I'm the author of the novel Dietland (Houghton Mifflin Harcourt - May 2015, and numerous international editions). My essays have appeared in the New York Times, the Guardian and the Washington Post. I worked as a writer and editor on the 2005 update of Our Bodies, Ourselves, and previously wrote for magazines including Seventeen and Mademoiselle. I earned my M.F.A. in creative writing from Bennington College, and my Ph.D. in English from the University of London. I've taught writing and literature at several universities. Current projects: I'm living in Los Angeles and working on the Dietland television series.
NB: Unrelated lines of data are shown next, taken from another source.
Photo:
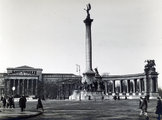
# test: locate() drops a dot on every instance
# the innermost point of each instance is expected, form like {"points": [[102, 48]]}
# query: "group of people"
{"points": [[143, 105], [9, 103]]}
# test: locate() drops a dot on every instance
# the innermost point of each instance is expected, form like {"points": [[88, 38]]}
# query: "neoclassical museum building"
{"points": [[31, 81]]}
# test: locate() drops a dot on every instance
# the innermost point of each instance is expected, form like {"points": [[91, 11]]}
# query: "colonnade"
{"points": [[22, 86], [137, 86]]}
I'm also writing a TV pilot and working on my second novel, which is even more bonkers than my first one
My Ph.D. research focused on normative femininity of the body; the fat female body; consciousness-raising and the ‘personal is political’ in feminist practice and as a literary aesthetic; American second-wave feminist history and fiction; ‘chick lit'; critical theory, particularly Michel Foucault. I read a lot of amazing books during my Ph.D., but if I had to choose the one that influenced me the most, I’d choose this one.
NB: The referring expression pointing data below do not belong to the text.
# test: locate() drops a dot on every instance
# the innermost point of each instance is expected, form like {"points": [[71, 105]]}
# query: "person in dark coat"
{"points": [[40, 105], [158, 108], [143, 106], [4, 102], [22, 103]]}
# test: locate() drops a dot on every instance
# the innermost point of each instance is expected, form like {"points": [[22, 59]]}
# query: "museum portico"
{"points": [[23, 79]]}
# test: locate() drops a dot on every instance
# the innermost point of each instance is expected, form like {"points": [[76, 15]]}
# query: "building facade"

The photos on the Home page of this website come from the 1968 protest against the Miss America pageant. This is one of my favorite moments in American feminist history. [I wrote a bit about it in my Ph.D.] Contrary to popular belief, feminists did not burn their bras during this protest. Instead, they threw bras, girdles, high-heeled shoes and other items into a "Freedom Trash Can." Carol Hanisch, one of the organizers and participants, writes:
"We did some street theatre which included throwing 'instruments of female torture' as we called them, into a freedom trash can. This is where the bra-burner myth started, by the way, but we weren't allowed to burn anything, including bras. We did throw in some bras, and we also threw in high heels, nylons, girdles, corsets, garter belts, hair-curlers, false eyelashes, makeup and Playboy and Good Housekeeping magazines."
On her website, Hanisch provides interesting commentary on the protest, including some criticisms of what happened.
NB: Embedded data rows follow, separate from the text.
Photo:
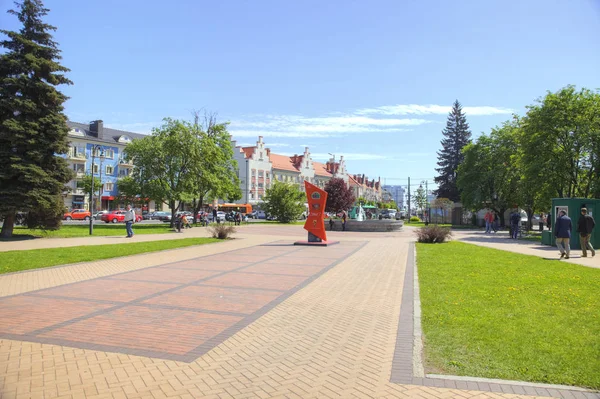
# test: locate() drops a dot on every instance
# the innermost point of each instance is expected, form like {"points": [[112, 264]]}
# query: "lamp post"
{"points": [[95, 149]]}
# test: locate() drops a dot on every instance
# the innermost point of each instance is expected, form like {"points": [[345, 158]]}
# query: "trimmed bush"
{"points": [[433, 234], [221, 231]]}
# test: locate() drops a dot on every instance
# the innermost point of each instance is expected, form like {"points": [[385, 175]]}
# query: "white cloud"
{"points": [[431, 109], [350, 156], [332, 126]]}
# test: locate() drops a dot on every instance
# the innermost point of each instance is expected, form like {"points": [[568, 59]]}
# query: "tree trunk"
{"points": [[8, 225], [173, 212]]}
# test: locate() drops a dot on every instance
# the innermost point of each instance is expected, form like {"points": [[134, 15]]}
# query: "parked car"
{"points": [[117, 216], [98, 215], [220, 216], [148, 215], [388, 214], [162, 216], [77, 214]]}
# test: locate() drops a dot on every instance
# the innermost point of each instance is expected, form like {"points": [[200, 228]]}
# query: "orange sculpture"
{"points": [[315, 221]]}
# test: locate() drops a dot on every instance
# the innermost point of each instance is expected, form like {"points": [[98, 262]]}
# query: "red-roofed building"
{"points": [[258, 167]]}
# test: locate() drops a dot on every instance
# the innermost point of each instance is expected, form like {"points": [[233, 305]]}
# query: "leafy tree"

The "Miss America Cattle Auction" photo and the "Let's Judge Ourselves As People" photo are licensed from and copyrighted by the AP. The "Freedom Trash Can" photo is copyrighted by Alix Kates Shulman. The photo of the women with their arms raised in the air is copyrighted by Bev Grant.
On the Press and Contact pages, you can see real vintage diet ads. I have no further information about them, but I love how they subvert our modern expectations about what kind of body size is acceptable.